Wirksamkeit von Eisencarboxymaltose bei Herzinsuffizienz mit Eisenmangel

eine Metaanalyse individueller Patientendaten.

Piotr Ponikowski, Robert J Mentz, Adrian F Hernandez et al. - European heart journal

Diese Metaanalyse individueller Patientendaten aller Eisencarboxymaltose-Studien bei Herzinsuffizienz bestätigte, dass intravenöses Eisen die Herzinsuffizienz-Hospitalisierung und den kardiovaskulären Tod reduziert, mit dem robustesten Nutzen bei der Reduktion wiederkehrender Hospitalisierungen. Die Analyse lieferte die gepoolte Evidenz, die einzelne Studien allein nicht erbringen konnten.

Methoden

Es wurden Patientendaten aus randomisierten, placebokontrollierten FCM-Studien mit erwachsenen Patienten mit HF und Eisenmangel und einer Nachbeobachtung von ≥52 Wochen analysiert. Die ko-primären Wirksamkeitsendpunkte waren (i) der zusammengesetzte Endpunkt aus gesamten/wiederkehrenden kardiovaskulären Hospitalisierungen und kardiovaskulärem Tod und (ii) der zusammengesetzte Endpunkt aus gesamten HF-Hospitalisierungen und kardiovaskulärem Tod, über 52 Wochen. Wichtige sekundäre Endpunkte umfassten die einzelnen Komponenten des zusammengesetzten Endpunkts. Die Ereignisraten wurden mittels eines negativen Binomialmodells analysiert.

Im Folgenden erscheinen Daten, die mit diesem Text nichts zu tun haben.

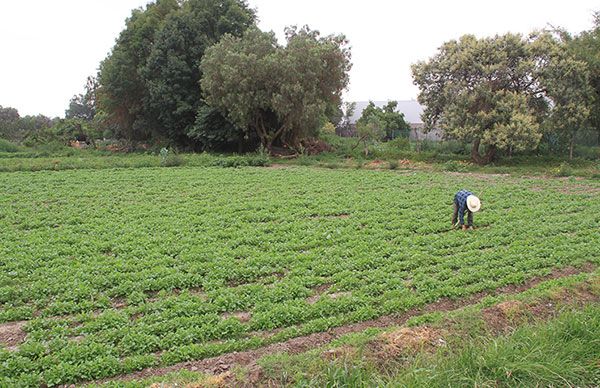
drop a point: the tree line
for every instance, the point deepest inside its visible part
(200, 75)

Behandlungsbedingte unerwünschte Ereignisse wurden ebenfalls untersucht.

Ergebnisse

Es wurden drei FCM-Studien mit insgesamt 4501 Patienten eingeschlossen. Eisencarboxymaltose war mit einem signifikant reduzierten Risiko für den ko-primären Endpunkt 1 assoziiert (Rate Ratio 0,86; 95 %-Konfidenzintervall 0,75-0,98; p=0,029; Cochran Q: 0,008), mit einem Trend zu einer Reduktion des ko-primären Endpunkts 2 (Rate Ratio 0,87; 95 %-Konfidenzintervall 0,75-1,01; p=0,076; Cochran Q: 0,024). Die Behandlungseffekte schienen aus reduzierten Hospitalisierungsraten und nicht aus einem verbesserten Überleben zu resultieren. Die Behandlung schien ein gutes Sicherheitsprofil zu haben und wurde gut vertragen.

Schlussfolgerungen

Bei eisendefizienten Patienten mit HF und reduzierter linksventrikulärer Ejektionsfraktion war intravenöses FCM mit einem signifikant reduzierten Risiko für Krankenhauseinweisungen wegen HF und kardiovaskulärer Ursachen assoziiert, ohne erkennbaren Effekt auf die Mortalität.